Since we expect that multiple jobs and/or threads may be working on the same exponent,
we make such checkpoint-updates atomic as follows:
1. job/thread X acquires file lock and opens checkpoint file <filename> for reading, if it exists.
No other job/thread may acquire file lock until X releases it;
2. X also opens a 2nd, temporary, file <filename.tmp> for writing, beginning with line 1: exponent (= pstring)
and line 2, Value of TF_PASSES in the build (16 or 960)

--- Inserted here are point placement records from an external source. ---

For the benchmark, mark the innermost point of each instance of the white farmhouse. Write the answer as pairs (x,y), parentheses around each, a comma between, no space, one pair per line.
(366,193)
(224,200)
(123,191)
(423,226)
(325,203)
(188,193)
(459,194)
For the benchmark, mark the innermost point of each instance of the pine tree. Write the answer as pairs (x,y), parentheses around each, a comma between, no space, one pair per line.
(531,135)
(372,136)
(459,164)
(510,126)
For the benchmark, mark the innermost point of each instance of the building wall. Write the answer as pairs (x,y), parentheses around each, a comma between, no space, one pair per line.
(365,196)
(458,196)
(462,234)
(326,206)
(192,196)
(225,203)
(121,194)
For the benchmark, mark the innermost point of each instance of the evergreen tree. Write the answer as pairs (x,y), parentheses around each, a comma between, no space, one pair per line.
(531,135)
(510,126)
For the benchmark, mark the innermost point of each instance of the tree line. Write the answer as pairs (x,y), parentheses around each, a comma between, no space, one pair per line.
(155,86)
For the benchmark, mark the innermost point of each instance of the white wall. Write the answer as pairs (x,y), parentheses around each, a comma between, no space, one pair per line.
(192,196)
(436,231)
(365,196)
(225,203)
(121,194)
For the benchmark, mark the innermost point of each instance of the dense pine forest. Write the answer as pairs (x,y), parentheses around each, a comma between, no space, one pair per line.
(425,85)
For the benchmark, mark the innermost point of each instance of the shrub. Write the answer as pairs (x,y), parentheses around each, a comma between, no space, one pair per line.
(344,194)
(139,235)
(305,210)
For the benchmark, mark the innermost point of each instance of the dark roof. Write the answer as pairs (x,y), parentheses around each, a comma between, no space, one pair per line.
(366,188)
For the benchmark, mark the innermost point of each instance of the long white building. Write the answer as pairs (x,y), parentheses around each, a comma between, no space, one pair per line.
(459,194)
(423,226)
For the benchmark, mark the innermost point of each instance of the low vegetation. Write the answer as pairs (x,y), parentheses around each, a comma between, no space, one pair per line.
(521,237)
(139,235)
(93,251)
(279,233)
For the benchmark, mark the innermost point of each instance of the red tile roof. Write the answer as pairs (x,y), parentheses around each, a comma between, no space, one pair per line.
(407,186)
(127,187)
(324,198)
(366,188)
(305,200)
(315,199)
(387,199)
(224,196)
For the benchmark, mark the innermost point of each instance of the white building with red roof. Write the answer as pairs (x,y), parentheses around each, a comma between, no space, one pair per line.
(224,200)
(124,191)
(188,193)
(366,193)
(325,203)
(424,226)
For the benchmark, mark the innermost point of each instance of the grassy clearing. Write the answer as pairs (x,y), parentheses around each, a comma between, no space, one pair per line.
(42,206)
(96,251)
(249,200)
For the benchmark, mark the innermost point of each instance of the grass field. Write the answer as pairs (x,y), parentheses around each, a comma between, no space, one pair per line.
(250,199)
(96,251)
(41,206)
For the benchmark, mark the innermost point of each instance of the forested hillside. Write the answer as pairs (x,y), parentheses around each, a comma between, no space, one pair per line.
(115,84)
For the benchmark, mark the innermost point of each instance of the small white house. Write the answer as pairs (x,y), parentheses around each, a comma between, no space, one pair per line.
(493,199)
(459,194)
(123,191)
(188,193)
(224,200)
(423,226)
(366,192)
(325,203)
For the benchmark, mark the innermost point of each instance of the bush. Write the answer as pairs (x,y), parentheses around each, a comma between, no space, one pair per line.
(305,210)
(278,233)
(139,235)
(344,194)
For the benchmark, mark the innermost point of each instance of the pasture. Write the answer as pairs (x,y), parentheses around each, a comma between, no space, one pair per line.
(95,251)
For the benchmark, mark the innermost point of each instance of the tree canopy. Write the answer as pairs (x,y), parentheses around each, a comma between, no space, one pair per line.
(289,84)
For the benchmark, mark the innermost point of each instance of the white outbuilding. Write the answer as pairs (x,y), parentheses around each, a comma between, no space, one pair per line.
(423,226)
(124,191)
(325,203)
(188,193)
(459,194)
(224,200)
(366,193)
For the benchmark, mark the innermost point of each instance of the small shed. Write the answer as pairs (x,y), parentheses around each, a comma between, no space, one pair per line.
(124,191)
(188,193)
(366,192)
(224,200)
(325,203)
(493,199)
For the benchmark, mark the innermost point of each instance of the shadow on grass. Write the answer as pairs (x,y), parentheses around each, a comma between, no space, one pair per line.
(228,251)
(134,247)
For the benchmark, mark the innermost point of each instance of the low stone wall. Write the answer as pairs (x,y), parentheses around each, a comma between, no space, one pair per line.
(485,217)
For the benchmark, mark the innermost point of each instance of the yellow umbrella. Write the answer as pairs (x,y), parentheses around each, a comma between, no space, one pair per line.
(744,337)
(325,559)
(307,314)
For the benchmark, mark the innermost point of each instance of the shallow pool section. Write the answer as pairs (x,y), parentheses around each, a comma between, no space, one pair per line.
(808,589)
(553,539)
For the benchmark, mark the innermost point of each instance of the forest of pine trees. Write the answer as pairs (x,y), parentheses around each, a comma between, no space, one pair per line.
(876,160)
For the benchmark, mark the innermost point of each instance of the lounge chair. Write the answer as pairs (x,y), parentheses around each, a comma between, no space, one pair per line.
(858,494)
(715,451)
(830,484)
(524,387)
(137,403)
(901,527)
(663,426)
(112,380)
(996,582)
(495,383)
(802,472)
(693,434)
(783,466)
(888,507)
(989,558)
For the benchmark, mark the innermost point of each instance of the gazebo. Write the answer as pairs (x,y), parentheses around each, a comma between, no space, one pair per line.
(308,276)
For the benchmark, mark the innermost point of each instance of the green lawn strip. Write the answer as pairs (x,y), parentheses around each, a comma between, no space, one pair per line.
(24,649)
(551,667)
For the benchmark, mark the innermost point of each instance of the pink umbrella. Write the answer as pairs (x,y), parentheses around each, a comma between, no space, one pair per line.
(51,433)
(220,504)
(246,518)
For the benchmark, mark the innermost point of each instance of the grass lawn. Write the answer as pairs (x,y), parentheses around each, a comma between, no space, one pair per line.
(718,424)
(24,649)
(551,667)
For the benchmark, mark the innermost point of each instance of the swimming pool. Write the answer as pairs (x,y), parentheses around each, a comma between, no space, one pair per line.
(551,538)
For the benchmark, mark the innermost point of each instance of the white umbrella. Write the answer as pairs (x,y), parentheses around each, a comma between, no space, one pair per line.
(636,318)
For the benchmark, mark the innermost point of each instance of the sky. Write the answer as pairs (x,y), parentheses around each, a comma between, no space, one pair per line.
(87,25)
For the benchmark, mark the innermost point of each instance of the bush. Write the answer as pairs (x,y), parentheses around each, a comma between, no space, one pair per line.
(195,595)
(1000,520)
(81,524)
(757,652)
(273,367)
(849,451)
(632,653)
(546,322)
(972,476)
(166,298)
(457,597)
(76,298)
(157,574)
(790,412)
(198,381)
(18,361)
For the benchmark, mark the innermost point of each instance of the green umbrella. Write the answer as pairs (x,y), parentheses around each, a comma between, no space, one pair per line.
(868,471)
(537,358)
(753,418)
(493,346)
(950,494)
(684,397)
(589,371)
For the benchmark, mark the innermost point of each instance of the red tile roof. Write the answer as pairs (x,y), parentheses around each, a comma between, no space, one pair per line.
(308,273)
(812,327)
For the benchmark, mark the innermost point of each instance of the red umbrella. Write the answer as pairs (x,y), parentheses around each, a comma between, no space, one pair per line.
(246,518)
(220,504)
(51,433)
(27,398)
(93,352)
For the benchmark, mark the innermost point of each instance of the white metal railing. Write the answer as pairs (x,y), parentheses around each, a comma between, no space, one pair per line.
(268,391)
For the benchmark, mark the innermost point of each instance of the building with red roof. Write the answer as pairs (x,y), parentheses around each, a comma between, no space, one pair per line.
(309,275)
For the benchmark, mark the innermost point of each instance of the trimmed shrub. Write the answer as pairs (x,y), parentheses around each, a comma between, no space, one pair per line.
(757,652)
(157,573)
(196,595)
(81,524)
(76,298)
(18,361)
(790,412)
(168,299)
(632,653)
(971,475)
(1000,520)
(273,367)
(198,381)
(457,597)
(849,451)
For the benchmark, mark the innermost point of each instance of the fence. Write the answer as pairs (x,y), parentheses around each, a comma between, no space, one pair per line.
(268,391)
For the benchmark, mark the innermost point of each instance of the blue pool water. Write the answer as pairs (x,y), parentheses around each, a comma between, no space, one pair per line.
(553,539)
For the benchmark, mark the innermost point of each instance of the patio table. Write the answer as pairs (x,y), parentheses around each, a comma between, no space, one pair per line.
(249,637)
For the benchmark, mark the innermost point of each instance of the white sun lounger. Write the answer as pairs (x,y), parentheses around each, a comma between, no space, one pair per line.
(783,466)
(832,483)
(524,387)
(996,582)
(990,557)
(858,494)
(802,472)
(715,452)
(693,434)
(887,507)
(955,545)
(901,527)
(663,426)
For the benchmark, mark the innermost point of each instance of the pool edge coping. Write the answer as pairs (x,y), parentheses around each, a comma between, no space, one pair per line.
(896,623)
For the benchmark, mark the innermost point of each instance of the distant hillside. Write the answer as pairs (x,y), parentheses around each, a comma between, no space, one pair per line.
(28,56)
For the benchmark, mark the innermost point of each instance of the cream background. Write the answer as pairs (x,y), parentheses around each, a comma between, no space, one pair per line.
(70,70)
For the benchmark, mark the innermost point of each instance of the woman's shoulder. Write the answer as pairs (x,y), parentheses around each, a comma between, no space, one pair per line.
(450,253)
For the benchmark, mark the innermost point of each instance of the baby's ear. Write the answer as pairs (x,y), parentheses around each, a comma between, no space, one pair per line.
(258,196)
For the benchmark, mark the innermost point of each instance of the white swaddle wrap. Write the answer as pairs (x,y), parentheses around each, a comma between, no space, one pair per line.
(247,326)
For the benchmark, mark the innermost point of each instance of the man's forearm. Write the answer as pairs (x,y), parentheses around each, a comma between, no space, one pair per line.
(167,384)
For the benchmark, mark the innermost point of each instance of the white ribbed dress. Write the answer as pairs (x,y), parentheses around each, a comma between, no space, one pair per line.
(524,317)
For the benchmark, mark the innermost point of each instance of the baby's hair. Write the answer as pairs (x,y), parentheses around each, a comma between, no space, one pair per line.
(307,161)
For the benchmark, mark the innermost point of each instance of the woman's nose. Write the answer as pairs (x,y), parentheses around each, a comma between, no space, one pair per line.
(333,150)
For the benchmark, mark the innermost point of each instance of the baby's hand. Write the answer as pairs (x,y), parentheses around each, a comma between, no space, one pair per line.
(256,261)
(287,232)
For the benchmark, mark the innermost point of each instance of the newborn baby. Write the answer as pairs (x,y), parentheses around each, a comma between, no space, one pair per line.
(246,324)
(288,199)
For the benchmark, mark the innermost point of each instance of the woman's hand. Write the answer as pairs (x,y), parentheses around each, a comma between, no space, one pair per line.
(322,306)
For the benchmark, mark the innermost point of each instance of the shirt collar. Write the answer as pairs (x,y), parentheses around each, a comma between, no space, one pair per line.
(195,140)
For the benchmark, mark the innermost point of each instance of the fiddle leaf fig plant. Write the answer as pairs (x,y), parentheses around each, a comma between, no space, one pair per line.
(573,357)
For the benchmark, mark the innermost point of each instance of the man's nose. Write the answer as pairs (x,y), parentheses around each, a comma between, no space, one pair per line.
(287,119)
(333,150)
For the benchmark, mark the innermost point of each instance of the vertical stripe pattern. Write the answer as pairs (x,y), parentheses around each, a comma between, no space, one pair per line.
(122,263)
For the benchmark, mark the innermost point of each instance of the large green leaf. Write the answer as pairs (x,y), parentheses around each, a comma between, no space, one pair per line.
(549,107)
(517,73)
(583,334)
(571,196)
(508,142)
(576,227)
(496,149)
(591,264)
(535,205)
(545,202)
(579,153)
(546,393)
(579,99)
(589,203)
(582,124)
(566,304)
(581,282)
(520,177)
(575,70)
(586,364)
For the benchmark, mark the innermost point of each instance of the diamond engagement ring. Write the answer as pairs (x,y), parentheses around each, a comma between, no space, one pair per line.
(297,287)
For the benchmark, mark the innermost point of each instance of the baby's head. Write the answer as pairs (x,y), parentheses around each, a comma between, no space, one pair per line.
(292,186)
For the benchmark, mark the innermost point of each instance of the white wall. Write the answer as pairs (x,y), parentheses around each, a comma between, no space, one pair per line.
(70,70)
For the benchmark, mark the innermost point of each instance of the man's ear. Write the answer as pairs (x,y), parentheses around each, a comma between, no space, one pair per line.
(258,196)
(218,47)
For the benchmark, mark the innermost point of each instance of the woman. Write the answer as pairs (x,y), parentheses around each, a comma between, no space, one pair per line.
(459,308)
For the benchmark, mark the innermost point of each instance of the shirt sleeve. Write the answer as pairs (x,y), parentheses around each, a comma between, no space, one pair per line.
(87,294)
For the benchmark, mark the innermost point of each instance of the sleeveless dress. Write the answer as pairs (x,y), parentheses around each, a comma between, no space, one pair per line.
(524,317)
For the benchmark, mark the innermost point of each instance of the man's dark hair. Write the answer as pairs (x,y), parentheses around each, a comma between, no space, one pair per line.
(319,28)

3. If there was an existing savefile found in step [1], X copies its contents
to the .tmp file in [2] line-by-line, only updating the single "Pass *: [max k reached]" entry
corresponding to the current pass whose progress is being saved via checkpointing;
4. X closes both files, renames <filename.tmp> to <filename>, thus overwriting the now-obsolete
version of the latter;
5. X releases the file lock and resumes processing factor candidates.
*/